Была Москва, однако, ближе и к страшному.
Сын моего московского не близкого, но все же приятеля, видного профессора-гуманитария, попал в Лефортово. В Ленинграде об этом говорили смутно и боязливо. Приехав в Москву, я превозмог воспитанный всею жизнью страх и позвонил (из автомата) своему знакомому. Он обрадовался и пригласил меня переночевать у него. Тут я испугался уже всерьез. Но порой праздновать труса боишься больше, чем самой опасности, да и обидеть милых людей было немыслимо. Я заставил себя согласиться. Остаток ночи я проворочался на кровати арестованного юноши. До этого мне рассказали его историю. Трифоновскую. Мученичества в ней было немногим больше, чем советского гиньоля.
Мальчик был талантлив, блестящ, отлично образован и избалован. Отменно учился в институте, где преподавал его отец, намеренно ради карьеры (а ради чего еще?) студентом вступил в партию. Товарищи подсмеивались: «Папенька пишет ему курсовые, а он еще в партию пошел!» И вот не столько по велению души, сколько со зла правоверный и оскорбленный студент стал издавать подпольный диссидентский машинописный журнал. За что его и арестовали. Отца, естественно, стали выгонять из института. Дом, прежде богатый и процветающий, рухнул, друзья перестали ходить — все как всегда.
А кончилось все тоже по-трифоновски. В Лефортово, говорят, вольнодумец вел себя достойно, читал Гоббса, никого не выдал. После смерти Андропова его выпустили. И стал он потом деятелем какого-то рабочего профсоюза, каким-то красным тред-юнионистом, чуть ли не сторонником возврата к социализму. «Такие дела», как писал Воннегут. Что тут скажешь? Кто может убить дракона в самом себе?

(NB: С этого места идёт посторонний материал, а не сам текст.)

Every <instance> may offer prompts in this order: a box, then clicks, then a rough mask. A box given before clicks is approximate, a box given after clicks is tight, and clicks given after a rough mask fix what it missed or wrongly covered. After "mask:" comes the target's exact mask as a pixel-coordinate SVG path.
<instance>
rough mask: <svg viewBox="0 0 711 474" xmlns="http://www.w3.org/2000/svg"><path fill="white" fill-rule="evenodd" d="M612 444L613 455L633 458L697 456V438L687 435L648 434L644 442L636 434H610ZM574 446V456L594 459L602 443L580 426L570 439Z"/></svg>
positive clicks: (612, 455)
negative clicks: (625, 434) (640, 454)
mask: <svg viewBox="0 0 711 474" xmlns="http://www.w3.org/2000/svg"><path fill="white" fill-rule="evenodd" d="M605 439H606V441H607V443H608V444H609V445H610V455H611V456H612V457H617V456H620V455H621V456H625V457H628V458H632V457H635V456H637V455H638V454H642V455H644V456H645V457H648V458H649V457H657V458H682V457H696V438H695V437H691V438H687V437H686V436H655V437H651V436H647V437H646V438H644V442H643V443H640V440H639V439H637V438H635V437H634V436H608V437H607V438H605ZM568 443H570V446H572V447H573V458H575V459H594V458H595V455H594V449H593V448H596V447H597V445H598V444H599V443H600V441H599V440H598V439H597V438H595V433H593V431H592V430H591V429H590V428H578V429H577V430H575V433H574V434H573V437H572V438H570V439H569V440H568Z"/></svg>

В Москве и об этом думали больше. С удивлением и интересом я заметил, что там не одни мои ровесники, но даже люди вполне молодые серьезно и горячо размышляли не только о сегодняшних явных и тайных («А вы слышали „Немецкую волну?“») событиях, но и о нашей истории. Причем не об Иване Калите или декабристе Лунине, где можно было сыскать пикантные аллюзии и аналогии, а о том, что происходило десять — пятнадцать лет назад. Тогда я внезапно понял, какой срам не знать своего недавнего прошлого, реальных, пусть и малопривлекательных корней, из которых прорастала реальность сегодняшняя. Вся эта смена генсеков, Карибский кризис, когда и кто именно задавил «Новый мир», что и в каком году было опубликовано — ведь это было так недавно, что историей не казалось, а просто полузабытыми нечистыми сплетнями. Ничуть не бывало. За всеми подобными событиями была своя прелюбопытная логика, и с тех пор я стал учиться воспринимать историей решительно все, и вчерашний, и даже сегодняшний день. И еще понял:
История не молчит никогда.
Ее можно слышать и в глухой тишине, за непроницаемыми стенами. Если искать в ней не сенсации, не личные обиды, не анекдоты, но грозный и существенный смысл. «К несчастью, привычка судить в конце концов отбивает охоту объяснять», — писал более полвека назад великий Марк Блок. В Москве давно поняли и оценили смысл и ценность еще складывающейся, недавней истории и пошлую бессмысленность салонных приговоров.